Anti-dumping and other trade remedies that increase tariffs on imports have soared under the Trump administration, and Chinese products have been the target in about 40% of those U.S. investigations. Products affected include everything from aluminum alloy, silk ribbons and rubber bands to, most recently, metal file cabinets and ceramic tile.
The U.S. imposes higher anti-dumping duties on China than on any other country, and these duties have increased over time, particularly as they have been imposed together with duties countering Chinese subsidies. Relief from the burden of this recent surge of trade remedies is at the top of China’s agenda.
China has legitimate grievances, too. The WTO often looks askance at U.S. antidumping tariffs.
Some of these U.S. trade remedies are legitimate under the rules of the World Trade Organization. Others, however, reflect the considerable influence on American administrative outcomes of trade-challenged U.S. industries—an egregious example of American crony capitalism.
During the past 40 years, since responsibility was shifted from the Treasury to the Commerce Department and the U.S. International Trade Commission, America’s application of trade remedies has, as my Cato Institute colleague Dan Ikenson has put it, “gradually transformed from one predicated on protecting consumers from collusive or predatory trade practices into a tool to suppress competition in the name of remedying ‘injury’ experienced by domestic producers.”
This shift happened over time as a result of persistent pressure by import-competing domestic industries and their well-placed congressional tribunes from politically pivotal states. Commerce and the International Trade Commission have been heavily influenced by lawyers and lobbyists for U.S. industries seeking trade protection from foreign competition. (One of them, incidentally, was Mr. Lighthizer, an international-trade lawyer in private practice until 2017.) Through various protectionist sleights-of-hand, these agencies sometimes invent a justification for a trade remedy and impose a harsher penalty than the offense warrants.
Dumping occurs when a manufacturer charges lower prices for the same product in an export market than in the domestic market. Determining the existence and severity of dumping thus involves a comparison of prices. In deciding which prices are compared, U.S. anti-dumping rules and practices tend to inflate home-market prices and underestimate export prices.
Below-cost sales in the home market are excluded from any calculation of domestic prices. Discounted domestic sales to the producer’s corporate affiliates are excluded. The result, conveniently for protected American interests, is that sales in the U.S. are compared only with the highest-priced sales in the home market.
Price deductions for indirect selling expenses (such as sales staff salaries and overhead) are capped for the home market but not for the export market, which widens the margin of dumping.
Instances in which export prices in the U.S. are higher than home-market prices are ignored in some dumping calculations, through the internationally controversial “zeroing” method.
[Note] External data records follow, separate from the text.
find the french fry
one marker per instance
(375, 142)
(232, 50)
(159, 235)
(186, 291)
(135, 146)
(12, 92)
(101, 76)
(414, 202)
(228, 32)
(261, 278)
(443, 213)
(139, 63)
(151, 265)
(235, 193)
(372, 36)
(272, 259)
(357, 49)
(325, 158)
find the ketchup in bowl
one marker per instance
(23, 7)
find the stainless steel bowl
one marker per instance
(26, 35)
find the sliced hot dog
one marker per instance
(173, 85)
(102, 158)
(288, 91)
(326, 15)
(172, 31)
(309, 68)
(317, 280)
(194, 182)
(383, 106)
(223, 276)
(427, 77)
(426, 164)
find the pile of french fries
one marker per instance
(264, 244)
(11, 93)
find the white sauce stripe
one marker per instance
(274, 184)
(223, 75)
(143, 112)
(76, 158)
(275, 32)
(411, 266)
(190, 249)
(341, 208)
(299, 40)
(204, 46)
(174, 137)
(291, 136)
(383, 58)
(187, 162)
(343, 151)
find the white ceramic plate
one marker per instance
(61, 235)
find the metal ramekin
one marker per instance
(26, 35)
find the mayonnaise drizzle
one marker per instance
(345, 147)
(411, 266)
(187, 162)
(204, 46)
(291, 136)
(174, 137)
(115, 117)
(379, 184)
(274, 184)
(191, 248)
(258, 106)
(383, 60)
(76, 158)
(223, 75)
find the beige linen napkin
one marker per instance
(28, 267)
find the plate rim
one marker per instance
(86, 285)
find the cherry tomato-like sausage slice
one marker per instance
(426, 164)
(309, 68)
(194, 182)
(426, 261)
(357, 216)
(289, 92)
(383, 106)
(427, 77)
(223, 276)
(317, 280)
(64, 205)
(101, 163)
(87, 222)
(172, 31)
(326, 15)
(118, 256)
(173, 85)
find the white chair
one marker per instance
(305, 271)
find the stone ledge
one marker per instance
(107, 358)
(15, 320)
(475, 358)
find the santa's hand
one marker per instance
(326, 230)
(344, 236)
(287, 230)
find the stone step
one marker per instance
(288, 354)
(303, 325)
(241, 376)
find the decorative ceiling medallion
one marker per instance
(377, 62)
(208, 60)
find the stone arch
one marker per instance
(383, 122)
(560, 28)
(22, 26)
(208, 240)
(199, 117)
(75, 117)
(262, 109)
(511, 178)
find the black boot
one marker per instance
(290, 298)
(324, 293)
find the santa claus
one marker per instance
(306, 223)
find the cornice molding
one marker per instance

In addition, when there is supposedly no home market—as is often the case with China—fictional home-market prices are constructed using the proxy of prices from third countries, which may not reflect the reality of domestic Chinese pricing.
To the delight of all those seeking protection from foreign competition, all these devices and more increase the likelihood that the U.S. will determine that “dumping” has taken place—and will levy higher dumping duties.
None of these esoteric procedures are likely to come up in a presidential debate or campaign ad. Yet they have enormous economic consequences. Trade distortions resulting from their use insulate some U.S. industries from perfectly fair foreign competition, increase costs for U.S. industries that use imports in their production, and impose an ever-increasing hidden tax at the cash register for American consumers. This not only harms the Chinese. It also diminishes America’s global competitiveness.
The U.S. has lost a long string of WTO cases about its trade remedies—some based on complaints brought by China. Yet U.S. regulators continue to drag their feet on WTO compliance, gravitate toward the outer edges of WTO rules, and find new ways to discriminate against Chinese imports. The prospect of ending these practices could be a powerful inducement for China to abandon its own unfair trade practices.
To be sure, offering a carrot instead of a stick seems alien to the blunt bluster of Mr. Trump’s approach to deal-making. But both he and Mr. Lighthizer have said they want a deal that addresses the fundamental problem of Chinese industrial subsidies. Both have claimed that their ultimate goal is free trade. They can prove it by offering to end U.S. abuses of trade remedies in exchange for an end to trade-distorting Chinese industrial subsidies—a deal that would free more trade and create more prosperity for both countries.
James Bacchus is a professor of global affairs at the University of Central Florida, adjunct scholar at the Cato Institute, and author of “The Willing World: Shaping and Sharing a Sustainable Global Prosperity.”